Dans un cabinet d'études, elle aperçut, disposés sur une table, les plumes, les rouleaux de cartes et de papiers, les instruments de mesure dont Florimond se servait pour rédiger la « relation » de ses explorations de l'été, tâche à laquelle il consacrait plusieurs heures par jour, mais lui aussi était absent.

« Où sont-ils donc passés, tous ? »

Elle monta à l'étage, espérant trouver Joffrey dans la pièce qu'il se réservait et qu'il appelait sa « chambre de commandement ». Elle n'y avait pénétré qu'une fois. C'était là aussi qu'il dormait lorsque des travaux ou des assemblées tardives le retenaient trop avant dans la nuit.

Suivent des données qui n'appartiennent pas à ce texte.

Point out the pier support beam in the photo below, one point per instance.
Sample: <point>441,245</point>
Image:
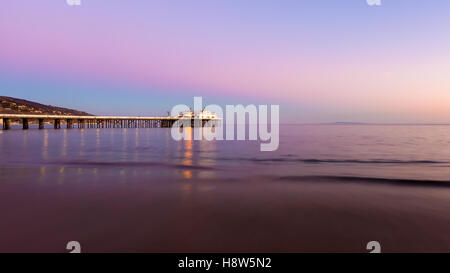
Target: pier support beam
<point>6,124</point>
<point>57,124</point>
<point>25,123</point>
<point>41,123</point>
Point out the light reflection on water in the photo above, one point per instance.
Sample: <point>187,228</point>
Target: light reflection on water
<point>97,185</point>
<point>412,152</point>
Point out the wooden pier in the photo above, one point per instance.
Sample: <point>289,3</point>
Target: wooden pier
<point>94,121</point>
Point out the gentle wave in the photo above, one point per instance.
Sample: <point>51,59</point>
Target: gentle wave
<point>355,161</point>
<point>362,179</point>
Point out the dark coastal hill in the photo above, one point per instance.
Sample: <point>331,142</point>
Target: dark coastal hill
<point>10,105</point>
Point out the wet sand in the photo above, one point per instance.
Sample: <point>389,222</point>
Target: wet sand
<point>257,214</point>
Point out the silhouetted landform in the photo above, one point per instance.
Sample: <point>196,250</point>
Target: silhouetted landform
<point>10,105</point>
<point>349,123</point>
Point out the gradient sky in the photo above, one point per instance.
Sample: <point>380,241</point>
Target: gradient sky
<point>321,60</point>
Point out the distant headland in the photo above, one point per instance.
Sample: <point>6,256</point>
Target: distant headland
<point>9,105</point>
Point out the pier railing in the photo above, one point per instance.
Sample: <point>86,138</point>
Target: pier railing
<point>94,121</point>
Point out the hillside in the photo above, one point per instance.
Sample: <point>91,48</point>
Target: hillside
<point>10,105</point>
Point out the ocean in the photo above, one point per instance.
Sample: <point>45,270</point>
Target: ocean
<point>328,188</point>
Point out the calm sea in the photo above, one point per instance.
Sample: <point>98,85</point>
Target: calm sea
<point>328,188</point>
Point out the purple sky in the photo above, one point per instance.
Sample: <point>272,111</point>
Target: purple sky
<point>322,61</point>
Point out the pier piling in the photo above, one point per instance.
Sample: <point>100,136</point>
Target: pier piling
<point>25,123</point>
<point>6,123</point>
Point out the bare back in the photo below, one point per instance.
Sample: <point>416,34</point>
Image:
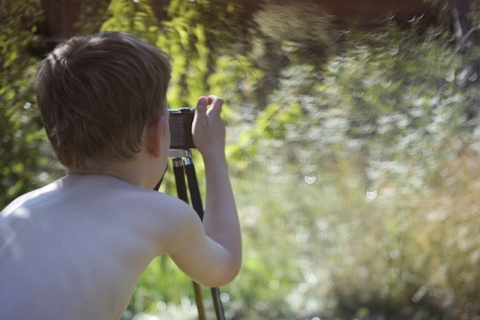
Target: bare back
<point>76,248</point>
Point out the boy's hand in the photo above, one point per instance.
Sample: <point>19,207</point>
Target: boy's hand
<point>208,128</point>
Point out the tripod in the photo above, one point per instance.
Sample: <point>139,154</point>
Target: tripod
<point>183,167</point>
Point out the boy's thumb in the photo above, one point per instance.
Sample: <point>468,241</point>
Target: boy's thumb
<point>202,105</point>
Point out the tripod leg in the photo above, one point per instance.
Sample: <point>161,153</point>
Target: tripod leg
<point>179,172</point>
<point>197,205</point>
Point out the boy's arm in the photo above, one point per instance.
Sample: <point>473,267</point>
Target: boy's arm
<point>220,253</point>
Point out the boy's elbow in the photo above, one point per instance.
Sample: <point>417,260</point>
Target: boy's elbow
<point>228,275</point>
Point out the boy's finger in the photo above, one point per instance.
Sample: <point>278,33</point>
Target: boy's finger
<point>217,104</point>
<point>201,110</point>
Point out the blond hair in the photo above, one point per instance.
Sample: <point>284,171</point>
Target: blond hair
<point>96,95</point>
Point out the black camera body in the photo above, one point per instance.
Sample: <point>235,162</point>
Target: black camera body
<point>180,122</point>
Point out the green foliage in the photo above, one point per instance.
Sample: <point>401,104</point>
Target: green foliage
<point>25,160</point>
<point>353,162</point>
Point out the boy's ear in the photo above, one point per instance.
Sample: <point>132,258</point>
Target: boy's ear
<point>155,132</point>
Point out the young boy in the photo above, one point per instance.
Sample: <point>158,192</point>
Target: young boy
<point>75,248</point>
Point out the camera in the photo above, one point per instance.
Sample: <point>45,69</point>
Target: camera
<point>180,122</point>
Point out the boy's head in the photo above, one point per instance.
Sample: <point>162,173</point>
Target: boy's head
<point>97,94</point>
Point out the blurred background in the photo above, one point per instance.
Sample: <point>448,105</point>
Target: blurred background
<point>353,142</point>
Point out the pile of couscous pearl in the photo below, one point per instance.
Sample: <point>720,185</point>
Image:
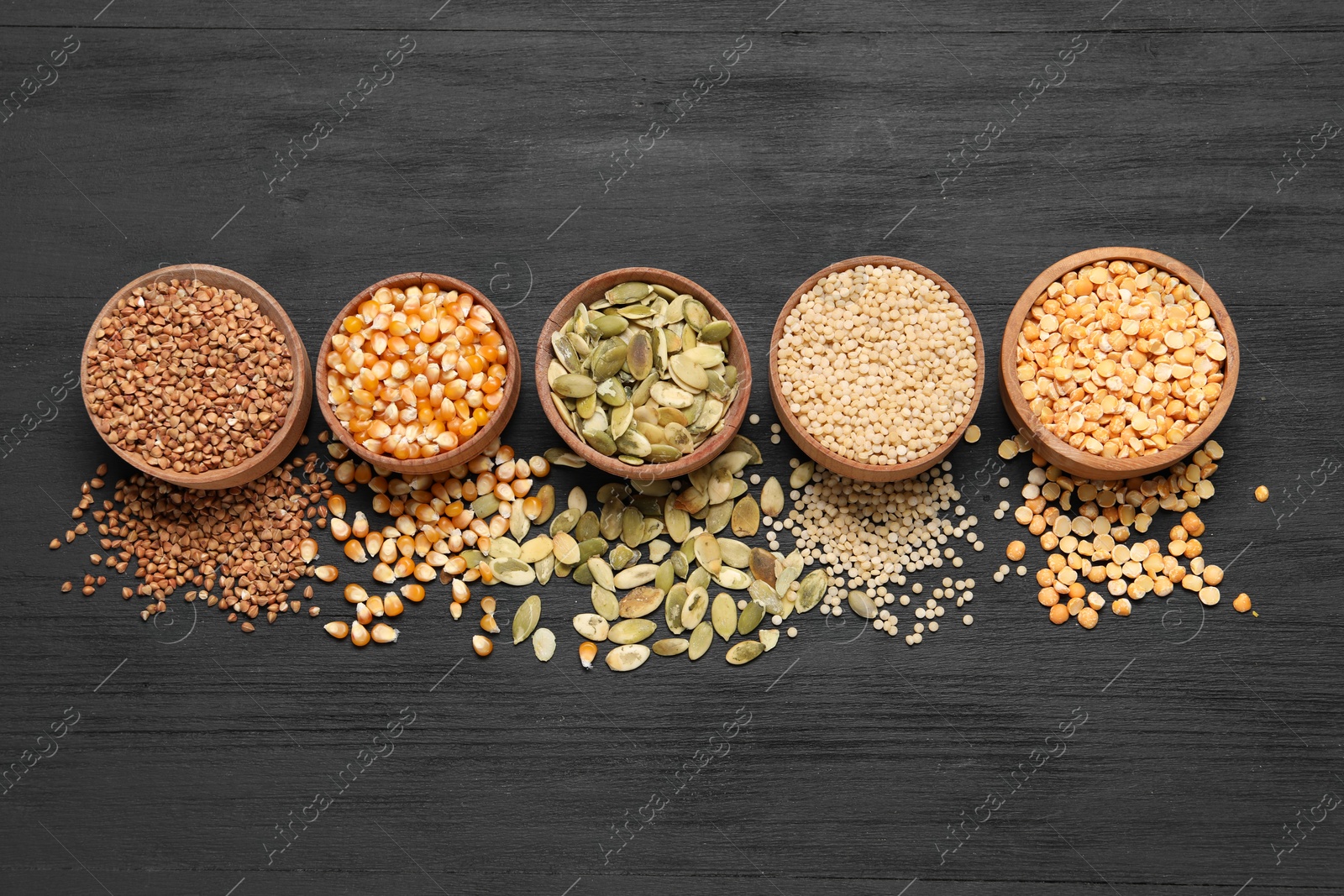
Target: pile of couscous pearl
<point>878,364</point>
<point>874,537</point>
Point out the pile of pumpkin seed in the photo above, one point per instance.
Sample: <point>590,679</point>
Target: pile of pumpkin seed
<point>643,374</point>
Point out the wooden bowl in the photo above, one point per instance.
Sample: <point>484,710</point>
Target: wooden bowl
<point>824,456</point>
<point>591,291</point>
<point>296,416</point>
<point>468,449</point>
<point>1077,461</point>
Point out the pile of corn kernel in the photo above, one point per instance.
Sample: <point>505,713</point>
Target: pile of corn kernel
<point>1097,547</point>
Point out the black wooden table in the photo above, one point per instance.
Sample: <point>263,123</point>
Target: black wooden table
<point>530,145</point>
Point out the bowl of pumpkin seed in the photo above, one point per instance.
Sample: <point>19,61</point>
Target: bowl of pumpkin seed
<point>644,374</point>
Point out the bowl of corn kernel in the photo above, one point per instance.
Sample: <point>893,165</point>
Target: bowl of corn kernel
<point>418,372</point>
<point>1119,362</point>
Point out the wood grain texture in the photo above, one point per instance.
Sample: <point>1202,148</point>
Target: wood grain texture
<point>484,159</point>
<point>589,291</point>
<point>832,459</point>
<point>1057,450</point>
<point>296,416</point>
<point>468,449</point>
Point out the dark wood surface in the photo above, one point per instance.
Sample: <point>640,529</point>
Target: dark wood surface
<point>1206,732</point>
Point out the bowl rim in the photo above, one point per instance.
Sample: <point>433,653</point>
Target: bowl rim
<point>1077,461</point>
<point>837,463</point>
<point>467,450</point>
<point>296,416</point>
<point>712,446</point>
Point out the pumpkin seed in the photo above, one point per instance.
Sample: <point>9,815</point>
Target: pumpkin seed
<point>696,602</point>
<point>591,626</point>
<point>701,640</point>
<point>736,553</point>
<point>812,589</point>
<point>640,602</point>
<point>725,616</point>
<point>543,644</point>
<point>864,605</point>
<point>514,573</point>
<point>671,647</point>
<point>707,553</point>
<point>632,291</point>
<point>575,385</point>
<point>672,607</point>
<point>746,517</point>
<point>544,569</point>
<point>526,618</point>
<point>601,573</point>
<point>765,597</point>
<point>772,499</point>
<point>745,652</point>
<point>564,523</point>
<point>636,575</point>
<point>763,566</point>
<point>750,618</point>
<point>564,548</point>
<point>732,578</point>
<point>605,602</point>
<point>627,658</point>
<point>631,631</point>
<point>716,332</point>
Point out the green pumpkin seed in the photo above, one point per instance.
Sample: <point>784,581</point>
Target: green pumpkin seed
<point>745,652</point>
<point>716,332</point>
<point>564,521</point>
<point>638,358</point>
<point>631,631</point>
<point>765,597</point>
<point>515,573</point>
<point>696,604</point>
<point>640,602</point>
<point>696,315</point>
<point>763,566</point>
<point>812,589</point>
<point>544,569</point>
<point>725,616</point>
<point>701,640</point>
<point>564,352</point>
<point>628,658</point>
<point>736,553</point>
<point>672,607</point>
<point>543,644</point>
<point>526,618</point>
<point>564,548</point>
<point>575,385</point>
<point>671,647</point>
<point>750,618</point>
<point>636,575</point>
<point>605,602</point>
<point>801,474</point>
<point>864,605</point>
<point>601,573</point>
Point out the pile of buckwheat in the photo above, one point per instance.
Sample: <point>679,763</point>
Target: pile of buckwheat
<point>188,376</point>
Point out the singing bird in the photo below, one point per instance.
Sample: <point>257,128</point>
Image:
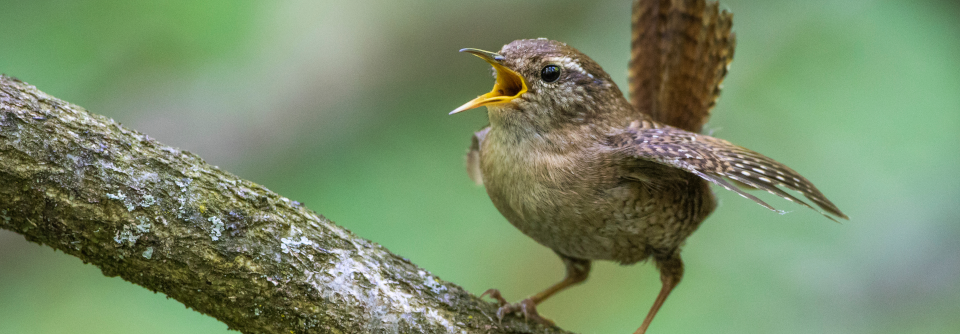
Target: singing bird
<point>580,169</point>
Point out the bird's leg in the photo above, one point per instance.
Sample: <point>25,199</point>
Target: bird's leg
<point>671,271</point>
<point>577,271</point>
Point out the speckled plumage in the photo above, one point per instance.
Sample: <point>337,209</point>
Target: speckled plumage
<point>581,170</point>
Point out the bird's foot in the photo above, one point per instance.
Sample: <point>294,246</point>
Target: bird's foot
<point>526,307</point>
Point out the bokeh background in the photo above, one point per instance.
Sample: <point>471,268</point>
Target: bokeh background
<point>343,106</point>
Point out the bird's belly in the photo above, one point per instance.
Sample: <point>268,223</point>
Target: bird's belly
<point>623,222</point>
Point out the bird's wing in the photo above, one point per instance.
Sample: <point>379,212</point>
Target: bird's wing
<point>714,159</point>
<point>473,156</point>
<point>680,52</point>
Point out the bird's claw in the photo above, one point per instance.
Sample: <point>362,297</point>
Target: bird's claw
<point>495,294</point>
<point>526,307</point>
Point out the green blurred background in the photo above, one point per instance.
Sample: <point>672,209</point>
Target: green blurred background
<point>343,106</point>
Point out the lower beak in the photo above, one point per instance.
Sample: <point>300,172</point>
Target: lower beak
<point>509,85</point>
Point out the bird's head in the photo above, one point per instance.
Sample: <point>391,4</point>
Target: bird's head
<point>543,84</point>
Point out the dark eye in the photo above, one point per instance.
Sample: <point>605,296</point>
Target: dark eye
<point>550,73</point>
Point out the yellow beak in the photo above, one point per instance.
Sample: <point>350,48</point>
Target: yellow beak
<point>509,85</point>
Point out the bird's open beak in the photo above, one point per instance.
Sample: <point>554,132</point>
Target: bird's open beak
<point>509,85</point>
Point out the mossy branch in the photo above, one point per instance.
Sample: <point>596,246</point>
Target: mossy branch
<point>162,218</point>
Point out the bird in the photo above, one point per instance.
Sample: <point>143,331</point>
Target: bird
<point>572,163</point>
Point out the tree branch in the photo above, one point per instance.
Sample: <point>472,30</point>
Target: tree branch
<point>162,218</point>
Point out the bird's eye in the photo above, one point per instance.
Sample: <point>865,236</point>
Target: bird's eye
<point>550,73</point>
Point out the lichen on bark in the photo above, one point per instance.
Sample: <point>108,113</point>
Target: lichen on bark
<point>162,218</point>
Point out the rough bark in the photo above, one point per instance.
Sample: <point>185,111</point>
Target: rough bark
<point>162,218</point>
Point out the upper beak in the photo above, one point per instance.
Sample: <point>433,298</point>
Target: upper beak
<point>509,85</point>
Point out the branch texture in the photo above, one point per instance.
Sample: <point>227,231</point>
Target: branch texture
<point>162,218</point>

Angélique, lorsqu'elle avait vu l'ameublement bien choisi de cette pièce, s'était demandé si ce n'était pas celle qui avait été aménagée plus spécialement pour la duchesse de Maudribourg.

Fut-elle influencée par cette pensée lorsque, après avoir gratté à l'huis sans recevoir de réponse, elle y pénétra ? Mais elle se persuada qu'il flottait dans cette pièce, pour l'heure vide d'habitants, les effluves d'un parfum féminin. Ce n'étaient pas des traces bien précises. Il fallait des narines exercées. Elle n'aurait pu dire non plus s'il s'agissait du parfum de Bérengère-Aimée. Ce qui la remit de meilleure humeur après qu'elle eut fait trois ou quatre fois le tour de la pièce en flairant comme un chat, ce fut de décider qu'il s'agissait, selon toute vraisemblance, de plusieurs parfums féminins. Un grand nombre de personnes, dont des femmes, avaient dû se tenir récemment dans cette pièce.